I keep thinking: How did this happen? I want to wail, But I never took a single day off!

OK. I try to remember the accomplishments. I did finish paneling the mudroom and building the lockers with Tom. I did put up a brick wall. I did work with Damon to fix the driveway. I did put up sheetrock in the basement. I did pick hundreds of rocks in the backyard. I did get the well pump repaired. Damon, Larry, and I did dig up and replace the faulty frost-free hydrant in the barn paddock. I did get the cookstove in from the garage and have it fixed. I did take the bull and steer to slaughter and then pick up and deliver all the meat to customers. I did sell half a dozen lambs and geese. I did replace the railings on the apartment deck. I did repair Mama’s fan. I did go to Connecticut for my granddaughter’s surgery. I did put up doors on the garden shed. I did attend multiple doctor appointments. I did unpack dozens of boxes.

Nevertheless, looking at my long list remaining, it’s hard to escape the sinking feeling that I got nothing done.


Working

October 14, 2018

I’m feeling hammered by time (not enough), chores (too many), and the weather (getting steadily colder). Yesterday as I worked outside all day it repeatedly snowed on me. Thankfully, nothing is sticking yet. This morning it is 33°.

My friend Larry in town kindly lent me his dump trailer so I can muck deep bedding out of the two sheep stalls (one 12×18, the other 10×32, both 18″ deep in soiled hay that has hardened to near adobe) and drop it in the back field. This is a huge help. The bedding is too heavy and thick for my little spreader until it after has rotted for a year. The only problem is that my ramp, built for my little spreader, is too steep. Yesterday I struggled with my bad knee and bad elbow to force 200-lb loads up the steep angle. By the end of the day I was so tired I was trembling, and the last load twisted away from me to dump on the ground. Today I will try to devise a ramp for the back.
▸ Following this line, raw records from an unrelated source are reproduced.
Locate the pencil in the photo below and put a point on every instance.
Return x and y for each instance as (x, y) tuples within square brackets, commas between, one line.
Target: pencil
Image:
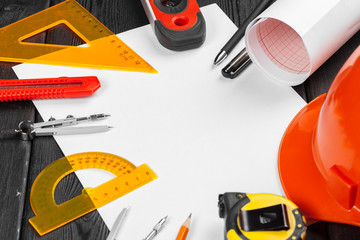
[(184, 229)]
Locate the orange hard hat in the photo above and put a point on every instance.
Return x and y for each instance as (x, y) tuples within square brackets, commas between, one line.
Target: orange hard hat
[(319, 155)]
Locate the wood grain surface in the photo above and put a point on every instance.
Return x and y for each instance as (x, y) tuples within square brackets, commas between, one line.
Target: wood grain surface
[(22, 161)]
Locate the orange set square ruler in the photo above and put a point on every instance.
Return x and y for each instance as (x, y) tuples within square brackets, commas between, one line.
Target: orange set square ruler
[(104, 49)]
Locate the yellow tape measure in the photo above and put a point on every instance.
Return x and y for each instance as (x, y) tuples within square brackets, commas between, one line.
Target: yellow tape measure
[(105, 50), (50, 216), (260, 216)]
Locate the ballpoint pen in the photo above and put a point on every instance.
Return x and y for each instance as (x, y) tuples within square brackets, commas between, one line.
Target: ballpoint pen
[(156, 229), (237, 65), (229, 46)]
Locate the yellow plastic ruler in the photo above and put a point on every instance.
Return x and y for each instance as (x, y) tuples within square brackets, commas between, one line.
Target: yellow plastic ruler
[(104, 49), (50, 216)]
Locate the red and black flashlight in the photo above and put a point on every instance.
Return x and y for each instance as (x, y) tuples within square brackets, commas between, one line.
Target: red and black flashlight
[(178, 24)]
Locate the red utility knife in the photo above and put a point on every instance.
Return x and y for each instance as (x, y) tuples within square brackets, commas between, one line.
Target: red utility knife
[(43, 88), (178, 24)]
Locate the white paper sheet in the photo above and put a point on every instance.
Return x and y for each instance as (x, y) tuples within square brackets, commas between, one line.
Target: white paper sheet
[(203, 135), (291, 39)]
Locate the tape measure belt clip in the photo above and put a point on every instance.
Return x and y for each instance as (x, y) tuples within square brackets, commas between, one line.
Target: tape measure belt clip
[(182, 40), (171, 6)]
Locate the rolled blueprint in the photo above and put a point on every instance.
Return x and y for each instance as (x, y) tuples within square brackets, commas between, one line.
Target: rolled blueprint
[(292, 38)]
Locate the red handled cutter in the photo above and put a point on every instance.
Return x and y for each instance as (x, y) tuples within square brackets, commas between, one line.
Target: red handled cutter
[(178, 24), (43, 88)]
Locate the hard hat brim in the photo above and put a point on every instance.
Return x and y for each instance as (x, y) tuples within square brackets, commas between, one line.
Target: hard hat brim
[(301, 179)]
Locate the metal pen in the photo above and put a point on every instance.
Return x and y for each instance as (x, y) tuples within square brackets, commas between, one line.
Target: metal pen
[(156, 229), (230, 45), (237, 65)]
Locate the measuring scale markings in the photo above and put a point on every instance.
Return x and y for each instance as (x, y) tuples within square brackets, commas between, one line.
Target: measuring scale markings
[(105, 50), (50, 216)]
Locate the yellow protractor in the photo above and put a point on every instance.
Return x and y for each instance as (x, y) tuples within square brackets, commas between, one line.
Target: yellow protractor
[(260, 216), (50, 216)]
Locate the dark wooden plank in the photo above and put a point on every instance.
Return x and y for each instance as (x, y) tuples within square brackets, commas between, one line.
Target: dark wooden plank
[(15, 154)]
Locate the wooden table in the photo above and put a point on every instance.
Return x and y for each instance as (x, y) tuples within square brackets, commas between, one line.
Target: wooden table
[(22, 161)]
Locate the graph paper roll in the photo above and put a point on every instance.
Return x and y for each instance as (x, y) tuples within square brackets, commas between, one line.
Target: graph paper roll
[(292, 38)]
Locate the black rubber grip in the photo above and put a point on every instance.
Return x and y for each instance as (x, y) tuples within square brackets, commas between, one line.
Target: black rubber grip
[(182, 40)]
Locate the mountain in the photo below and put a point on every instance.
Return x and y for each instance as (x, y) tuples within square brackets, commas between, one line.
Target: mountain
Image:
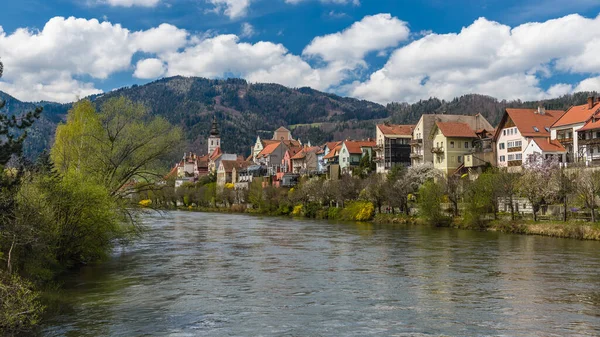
[(245, 110)]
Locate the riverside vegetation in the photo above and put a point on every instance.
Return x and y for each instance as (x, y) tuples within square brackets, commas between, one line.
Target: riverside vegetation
[(71, 206), (417, 195)]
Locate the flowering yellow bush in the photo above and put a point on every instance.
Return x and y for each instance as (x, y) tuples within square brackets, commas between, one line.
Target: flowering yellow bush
[(145, 203), (297, 210)]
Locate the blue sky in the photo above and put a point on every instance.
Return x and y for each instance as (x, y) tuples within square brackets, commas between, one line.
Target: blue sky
[(382, 50)]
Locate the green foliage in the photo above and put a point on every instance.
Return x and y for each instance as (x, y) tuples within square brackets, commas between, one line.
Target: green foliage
[(430, 198), (357, 211), (20, 307)]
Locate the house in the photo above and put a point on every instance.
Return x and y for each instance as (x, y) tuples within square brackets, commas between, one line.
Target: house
[(481, 154), (546, 147), (588, 141), (352, 151), (567, 129), (393, 146), (422, 143), (517, 128), (325, 150), (286, 162), (452, 141), (332, 162), (228, 171), (305, 161)]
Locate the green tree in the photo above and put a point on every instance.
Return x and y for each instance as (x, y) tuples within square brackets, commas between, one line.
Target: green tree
[(430, 199)]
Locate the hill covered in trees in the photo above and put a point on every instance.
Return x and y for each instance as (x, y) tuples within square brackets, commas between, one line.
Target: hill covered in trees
[(245, 110)]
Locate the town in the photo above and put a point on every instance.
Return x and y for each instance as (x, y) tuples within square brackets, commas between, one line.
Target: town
[(453, 144)]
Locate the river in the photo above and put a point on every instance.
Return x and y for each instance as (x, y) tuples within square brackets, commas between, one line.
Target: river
[(199, 274)]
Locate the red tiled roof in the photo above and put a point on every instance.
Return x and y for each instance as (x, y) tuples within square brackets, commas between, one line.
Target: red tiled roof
[(216, 153), (526, 119), (454, 129), (549, 146), (395, 129), (577, 114), (333, 153), (268, 149), (355, 147)]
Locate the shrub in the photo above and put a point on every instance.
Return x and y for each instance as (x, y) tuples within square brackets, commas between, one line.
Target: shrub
[(297, 210), (20, 307), (358, 211), (333, 213)]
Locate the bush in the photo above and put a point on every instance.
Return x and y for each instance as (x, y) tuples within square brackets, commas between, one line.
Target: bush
[(333, 213), (358, 211), (20, 307)]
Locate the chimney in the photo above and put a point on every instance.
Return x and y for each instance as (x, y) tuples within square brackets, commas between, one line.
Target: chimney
[(541, 110)]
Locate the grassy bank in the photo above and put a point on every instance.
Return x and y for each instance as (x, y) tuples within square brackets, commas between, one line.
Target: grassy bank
[(571, 230)]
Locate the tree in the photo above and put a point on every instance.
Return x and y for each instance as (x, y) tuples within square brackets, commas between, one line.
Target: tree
[(430, 199), (508, 183), (119, 145), (534, 181), (588, 187)]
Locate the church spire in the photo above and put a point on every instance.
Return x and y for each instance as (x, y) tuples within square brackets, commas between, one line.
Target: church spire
[(214, 130)]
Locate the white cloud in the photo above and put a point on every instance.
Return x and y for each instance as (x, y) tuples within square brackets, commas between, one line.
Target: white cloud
[(337, 2), (132, 3), (372, 33), (232, 8), (487, 58), (247, 30), (163, 38), (149, 69)]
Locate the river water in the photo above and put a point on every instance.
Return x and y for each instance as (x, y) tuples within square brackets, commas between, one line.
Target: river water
[(198, 274)]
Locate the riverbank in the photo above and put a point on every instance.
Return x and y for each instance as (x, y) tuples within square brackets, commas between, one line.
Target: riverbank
[(578, 230)]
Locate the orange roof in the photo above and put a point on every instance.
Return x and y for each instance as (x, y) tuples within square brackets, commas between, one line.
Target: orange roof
[(577, 114), (355, 147), (526, 119), (333, 153), (549, 146), (268, 149), (229, 165), (454, 129), (395, 129), (216, 153), (301, 154)]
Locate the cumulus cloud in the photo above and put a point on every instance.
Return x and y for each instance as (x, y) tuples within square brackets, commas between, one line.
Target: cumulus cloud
[(247, 30), (338, 2), (232, 8), (131, 3), (149, 69), (488, 58)]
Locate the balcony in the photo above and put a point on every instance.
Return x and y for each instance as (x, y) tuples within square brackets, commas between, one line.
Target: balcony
[(437, 150), (416, 142)]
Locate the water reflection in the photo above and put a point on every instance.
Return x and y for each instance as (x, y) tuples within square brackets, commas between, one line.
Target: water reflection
[(226, 275)]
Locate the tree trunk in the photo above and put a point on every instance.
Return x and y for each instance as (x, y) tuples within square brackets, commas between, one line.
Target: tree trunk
[(512, 209)]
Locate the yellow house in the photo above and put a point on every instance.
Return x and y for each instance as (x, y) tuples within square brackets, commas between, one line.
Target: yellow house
[(452, 141)]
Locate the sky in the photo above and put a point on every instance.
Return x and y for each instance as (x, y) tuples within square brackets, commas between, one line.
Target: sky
[(379, 50)]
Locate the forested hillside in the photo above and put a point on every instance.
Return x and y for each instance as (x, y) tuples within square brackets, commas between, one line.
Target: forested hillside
[(245, 110)]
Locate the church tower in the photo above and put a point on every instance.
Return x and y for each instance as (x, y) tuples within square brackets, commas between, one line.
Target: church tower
[(214, 138)]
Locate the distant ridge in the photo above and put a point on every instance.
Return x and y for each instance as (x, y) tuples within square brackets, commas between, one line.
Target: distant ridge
[(243, 109)]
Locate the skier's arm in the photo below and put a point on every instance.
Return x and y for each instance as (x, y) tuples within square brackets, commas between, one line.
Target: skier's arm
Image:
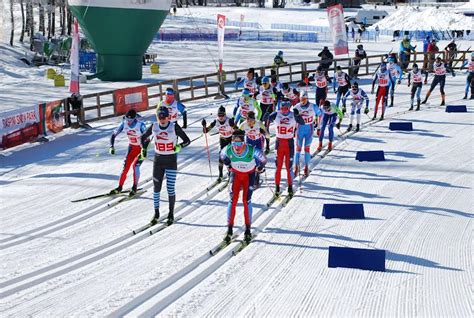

I wouldn’t mind the challenge but my eye is on the clock.

I still have 32 reports to write today and meanwhile this afternoon the temperature is due to rise above 50°. I loathe painting and am not good at it, but I have to paint the front porch. Of course I have no paint brush so I will need to run into the hardware store… a wasted hour.

Go, go, go!


Fall is Here

October 13, 2018

It is suddenly colder. This morning at 4:30 it was raining and 34°. By Thursday we are due to have snow. DH fired up the gas stove this morning for the first time since April.

Leaves began falling early in the week …

and after days of wind and rain, many trees are already stripped bare.

I have heard nothing from my builder. With rain and snow predicted and daytime temperatures hovering in the 30s and 40s, it appears that after the long, hot summer of drought when he was “too busy” to return, it is now too late to do any of the exterior painting. It is difficult for me to get past feeling angry and betrayed. But this is a waste of energy, I know, so I am trying to shove emotion aside and make calm, practical lists for whatever I can do to make progress and keep the house from damage.

DH and I have had a long week of late work nights and little sleep, and I am grateful to have reached the haven of the weekend. There are plenty of chores to tackle, but in between I will bake bread and make soup for a cozy fall supper.